Padło ze strony premiera określenie sugerujące, że budowa linii obronnych jest konieczna z powodu trwającej „wojny hybrydowej”. Jeśli taki argument podsunął Tuskowi Sztab Generalny, to znaczy, że nasze wojsko wymaga gruntownej przebudowy personalnej. Ochronić się przed ambicjami politycznych Napoleonów mogą jedynie generałowie wyposażeni w „cojones”, pilnujący, by żołnierzy nie wciągać w niepotrzebne awantury.
Nie nadużywajmy słów o wojnie hybrydowej. Takowa toczyła się na wschodniej granicy RP w latach 1921-24; gdy uzbrojone bandy bolszewickie przekraczały granicę, siejąc spustoszenia, śmierć, niszcząc majątek prywatny i publiczny. Nie da się z tym porównać przestępczego procederu przemytu ludzi. Przedwojenną odpowiedzią na realną wojnę hybrydową nie było kierowanie na granicę wojska, ale tworzenie specjalistycznego Korpusu Obrony Pogranicza. Korpusu zdolnego wykonywać zarówno zadania wojskowe, jak i policyjne. Uznano, że walka z bandytyzmem jest zadaniem policyjnym, wymagającym policyjnego przygotowania. Wojsko tego robić nie potrafi, bo nie jest do tego szkolone. Taką też opinię powinien mieć odwagę wypowiedzieć szef Sztabu Generalnego WP, gdy politycy rządowi naciskają na wysyłanie żołnierzy do pilnowania granicznego płotu.

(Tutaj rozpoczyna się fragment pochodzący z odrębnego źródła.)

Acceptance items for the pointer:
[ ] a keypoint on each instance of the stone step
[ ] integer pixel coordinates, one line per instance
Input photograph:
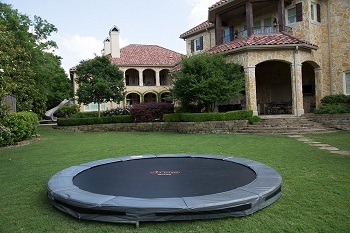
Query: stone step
(285, 125)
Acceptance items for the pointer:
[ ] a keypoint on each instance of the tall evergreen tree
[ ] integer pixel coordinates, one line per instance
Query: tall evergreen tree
(29, 69)
(99, 81)
(206, 80)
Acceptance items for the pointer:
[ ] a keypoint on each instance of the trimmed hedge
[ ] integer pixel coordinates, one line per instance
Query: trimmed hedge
(67, 110)
(254, 119)
(22, 126)
(334, 104)
(107, 113)
(94, 120)
(213, 116)
(150, 112)
(333, 109)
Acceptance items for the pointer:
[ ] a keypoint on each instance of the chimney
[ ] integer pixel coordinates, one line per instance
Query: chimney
(114, 42)
(106, 47)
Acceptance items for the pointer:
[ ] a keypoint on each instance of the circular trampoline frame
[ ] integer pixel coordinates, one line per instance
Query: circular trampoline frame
(241, 201)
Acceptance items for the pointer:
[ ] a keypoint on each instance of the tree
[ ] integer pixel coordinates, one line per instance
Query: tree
(99, 81)
(205, 80)
(30, 71)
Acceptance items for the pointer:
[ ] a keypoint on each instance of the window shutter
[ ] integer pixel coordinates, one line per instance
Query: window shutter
(318, 12)
(299, 11)
(201, 43)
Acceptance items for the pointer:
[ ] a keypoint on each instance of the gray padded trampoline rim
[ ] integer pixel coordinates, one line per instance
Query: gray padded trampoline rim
(61, 189)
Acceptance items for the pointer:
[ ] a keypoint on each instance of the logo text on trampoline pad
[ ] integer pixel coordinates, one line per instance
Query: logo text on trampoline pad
(165, 173)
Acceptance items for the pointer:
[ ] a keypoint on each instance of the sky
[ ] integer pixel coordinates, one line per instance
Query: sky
(83, 25)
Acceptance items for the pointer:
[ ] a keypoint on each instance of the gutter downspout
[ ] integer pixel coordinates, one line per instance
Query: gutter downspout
(295, 83)
(330, 64)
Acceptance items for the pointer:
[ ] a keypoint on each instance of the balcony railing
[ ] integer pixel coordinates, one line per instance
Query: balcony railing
(256, 30)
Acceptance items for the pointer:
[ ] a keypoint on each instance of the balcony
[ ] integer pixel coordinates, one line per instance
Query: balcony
(236, 35)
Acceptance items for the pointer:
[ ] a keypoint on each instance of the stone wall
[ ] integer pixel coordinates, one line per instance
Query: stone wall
(216, 127)
(337, 121)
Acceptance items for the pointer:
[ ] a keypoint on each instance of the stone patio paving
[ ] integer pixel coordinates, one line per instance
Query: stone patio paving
(320, 145)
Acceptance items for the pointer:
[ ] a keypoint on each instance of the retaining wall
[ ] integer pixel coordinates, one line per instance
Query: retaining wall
(337, 121)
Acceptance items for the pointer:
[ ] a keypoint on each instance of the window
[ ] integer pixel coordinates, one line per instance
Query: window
(257, 27)
(226, 35)
(294, 14)
(315, 12)
(197, 44)
(347, 83)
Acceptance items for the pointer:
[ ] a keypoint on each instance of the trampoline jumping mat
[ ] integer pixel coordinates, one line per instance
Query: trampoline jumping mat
(164, 187)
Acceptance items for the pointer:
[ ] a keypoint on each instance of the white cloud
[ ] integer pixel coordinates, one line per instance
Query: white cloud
(199, 12)
(123, 42)
(82, 47)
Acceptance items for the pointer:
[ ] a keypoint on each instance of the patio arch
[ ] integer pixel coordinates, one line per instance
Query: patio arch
(165, 78)
(150, 97)
(149, 77)
(132, 98)
(274, 87)
(164, 97)
(311, 84)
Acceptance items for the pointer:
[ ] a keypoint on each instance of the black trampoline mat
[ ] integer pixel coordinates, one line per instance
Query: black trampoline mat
(164, 177)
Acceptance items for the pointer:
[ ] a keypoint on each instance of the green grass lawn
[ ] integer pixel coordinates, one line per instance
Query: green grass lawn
(315, 191)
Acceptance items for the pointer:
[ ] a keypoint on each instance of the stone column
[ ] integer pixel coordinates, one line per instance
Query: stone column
(157, 78)
(124, 76)
(249, 17)
(250, 89)
(318, 86)
(297, 89)
(140, 77)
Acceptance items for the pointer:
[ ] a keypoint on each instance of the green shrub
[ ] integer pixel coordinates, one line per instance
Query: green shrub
(150, 112)
(336, 99)
(85, 114)
(6, 137)
(254, 119)
(116, 112)
(67, 110)
(174, 117)
(238, 115)
(21, 124)
(334, 104)
(214, 116)
(333, 109)
(94, 120)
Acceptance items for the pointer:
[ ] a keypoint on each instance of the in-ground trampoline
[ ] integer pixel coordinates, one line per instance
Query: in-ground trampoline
(164, 187)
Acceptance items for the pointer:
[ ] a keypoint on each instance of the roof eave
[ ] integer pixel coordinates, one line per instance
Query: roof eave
(269, 47)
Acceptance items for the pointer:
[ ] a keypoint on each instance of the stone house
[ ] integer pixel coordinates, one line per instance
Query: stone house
(146, 71)
(293, 52)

Politycy skorzystali z okazji, by hołd złożyć bohaterowi poległemu w obronie granicy. Nie przyszło im do głowy, że ten 21-letni chłopiec jest ofiarą ich bezmyślności. Młody żołnierz z Brygady Pancernej by wyszkolony do prowadzenia czołgu, a nie do tłumienia zadymy. Postawiono go, bezradnego, w obliczu zdesperowanej grupy uzbrojonej w pałki i noże. Każda formacja ma swoje zadania i związane z tym systemy szkoleń. Policja, a zwłaszcza oddziały prewencji, szkolą co robić, gdy przyjdzie uspokajać zdesperowany tłum, przygotowują, że nawet w pokojowej manifestacji może ujawnić się szaleniec z siekierą. Czołgistów tego nie uczą, bo nie od tego są. Kto więc wpadł na pomysł, kto ponosi odpowiedzialność za wysłanie chłopca po śmierć? A potem z własnej nieodpowiedzialności czynienie dowodu patriotyzmu… Nieodpowiedzialnością jest polityczne prężenie muskułów, kierowanie na granicę czołgistów, komandosów, saperów, marynarzy. Jeśli to konieczne, trzeba wzmocnić Straż Graniczną, być może też przydatne byłoby tworzenie i przeszkolenie odpowiednika amerykańskiej Gwardii Narodowej, przygotowanej do tłumienia zamieszek. Wojsko jest szykowane do walki z agresją zbrojną, a nie z szaleństwami zdesperowanego nożownika.
Płotów granicznych na świecie nie brak, jest gdzie podpatrywać doświadczenia, od kogo się uczyć. Każdy płot jest dziurawy, także ten wzorcowy na granicy USA z Meksykiem. Żaden nie gwarantuje bezpieczeństwa, o czym świadczy atak bandytów z Hamasu na izraelskie dzieci. Patent z płotem przypomina pomysł z zamykaniem kibiców w klatkach na stadionach. Zamknięci jak małpy w zoo odpowiadali zwiększoną agresją. Mimo to klatki budowano, bo dla odbiorców w społeczności były świadectwem, że rząd coś robi w sprawie chuligaństwa. Płot graniczny jest takim samym alibi dla rządu… Z przemytem ludzi przez granicę można i należy walczyć metodami policyjnymi. Nie za płot, ale za kraty polskich więzień powinni trafić organizatorzy tego procederu; to ich surowymi karami należy odstraszać.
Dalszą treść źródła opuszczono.